その規模によっては国民負担につながる可能性があると検査院はみている。特別貸付制度は20年3月のコロナ対策本部会合で、当時の安倍晋三首相が売り上げの急減で疲弊した個人事業主など中小・小規模事業者を支援するためとして創設を表明。日本政策金融公庫などが融資を開始した。
申し込みが殺到し、受付窓口の対応が追いつかなくなり、地方銀行や信用金庫など民間金融機関でも受け付けるようにした。しかし検査院によると、手続き書類に貸付先の資金繰りの状況を確認したという具体的な記載がなかったり、貸し付けを認める根拠が十分記録されていなかったりしたケースが数多く見られた。損失処理でも、根拠が曖昧なものがあった。
元本返済を最大5年間据え置くなど異例の手厚い措置で積み上がった融資が今、次々と返済時期を迎えている。ところが返済の負担に物価高騰や人手不足が重なり、先の見えない企業が多い。コロナ後の経営再生に向け、政府は支援拡充に本腰を入れる必要がある。
検査院は、公庫などが22年度末までに融資した計約118万件、19兆4365億円について調査した。貸付残高は返済分と損失確定分を除き、14兆3085億円。このうち返済が3カ月以上滞るなど、回収不能のリスクがあるとされる債権が8785億円に達した。破産手続き中など実質的に回収を見込めない債権も1246億円あった。
1兆円を超える債権の回収が危うい。加えて、返済猶予など条件緩和が計5万3921件、6654億円。延滞や破綻も計1万1651件、1195億円に上った。また損失処理済みの697億円のうち少なくとも3億円余りは、事業者の「生活困窮」などの根拠がはっきりしなかった。緊急時の支援で貸し付け手続きの簡素化・迅速化が叫ばれ、全般的に審査が甘くなったのは致し方ない面もある。だが損失については、きちんと検証し、今後の緊急時に生かす必要があろう。
公庫などの融資は今年9月末時点で既に返済が本格化。民間金融機関を通じた融資も、24年度前半に本格化の時期を迎える。

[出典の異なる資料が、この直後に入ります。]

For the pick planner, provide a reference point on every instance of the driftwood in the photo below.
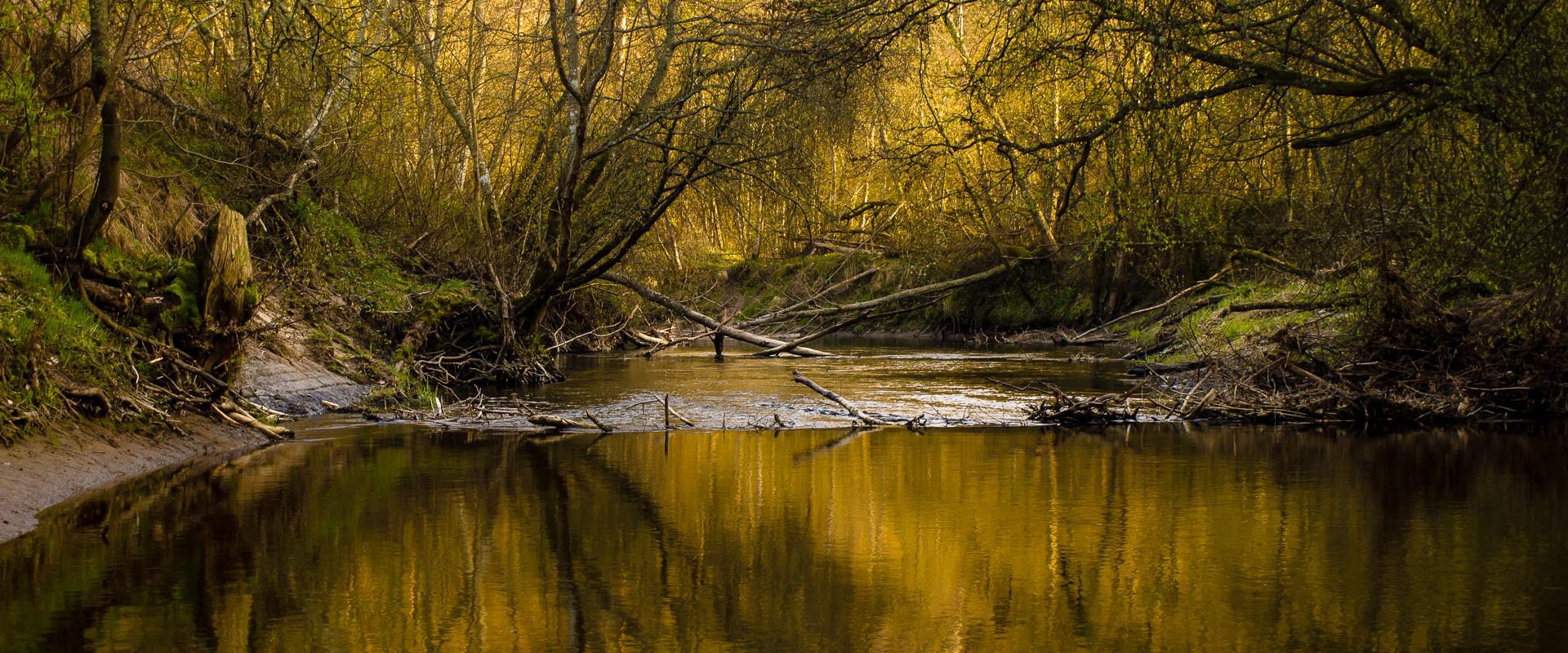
(697, 317)
(835, 327)
(833, 397)
(1245, 307)
(910, 293)
(1065, 409)
(838, 287)
(555, 422)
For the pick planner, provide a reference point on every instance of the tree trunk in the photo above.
(226, 287)
(107, 192)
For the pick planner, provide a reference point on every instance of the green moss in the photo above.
(42, 332)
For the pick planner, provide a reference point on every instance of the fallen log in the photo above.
(772, 317)
(697, 317)
(908, 293)
(835, 327)
(560, 422)
(833, 397)
(1247, 307)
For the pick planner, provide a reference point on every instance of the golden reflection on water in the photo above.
(1004, 539)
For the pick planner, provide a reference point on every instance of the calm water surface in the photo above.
(1012, 539)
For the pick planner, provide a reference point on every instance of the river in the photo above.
(1138, 537)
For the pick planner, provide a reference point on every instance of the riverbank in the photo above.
(73, 455)
(80, 458)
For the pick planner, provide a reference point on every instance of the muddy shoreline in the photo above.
(76, 460)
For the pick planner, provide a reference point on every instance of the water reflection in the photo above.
(949, 384)
(1152, 537)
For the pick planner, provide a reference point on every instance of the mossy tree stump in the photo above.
(228, 287)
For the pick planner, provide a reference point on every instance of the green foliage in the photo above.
(336, 251)
(42, 332)
(153, 274)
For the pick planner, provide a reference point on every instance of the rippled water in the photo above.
(901, 380)
(1165, 537)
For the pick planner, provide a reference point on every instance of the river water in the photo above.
(1138, 537)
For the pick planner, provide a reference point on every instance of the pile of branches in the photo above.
(1407, 358)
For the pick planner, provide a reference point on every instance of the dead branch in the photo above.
(804, 303)
(835, 398)
(693, 315)
(562, 423)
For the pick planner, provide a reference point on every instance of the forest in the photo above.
(1308, 209)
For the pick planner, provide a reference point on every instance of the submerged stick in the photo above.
(838, 400)
(560, 422)
(697, 317)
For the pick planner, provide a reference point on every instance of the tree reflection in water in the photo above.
(1156, 537)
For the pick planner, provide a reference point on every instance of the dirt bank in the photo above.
(76, 458)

そうした中、民間信用調査会社によると、23年度上半期の4~9月、負債額1千万円以上の全国企業倒産件数は前年同期に比べて4割近く増え、4324件だった。
増加は2年連続で、4年ぶりに4千件を超えた。飲食といったサービス業などが3分の1程度を占め、建設業や運輸業の増加も目立つ。10月以降の下半期も緩やかに増加するとみられている。
特別貸付制度で倒産件数がある程度、低く抑えられたのは間違いない。ただ感染が収束した後も、企業には借金が残る。特に客足が戻らない飲食や観光は多くの地域で雇用を支えていることから、倒産が急増するような事態は避けなければならない。新事業で立て直しを後押しするなどの取り組みが、政府や金融機関には求められている。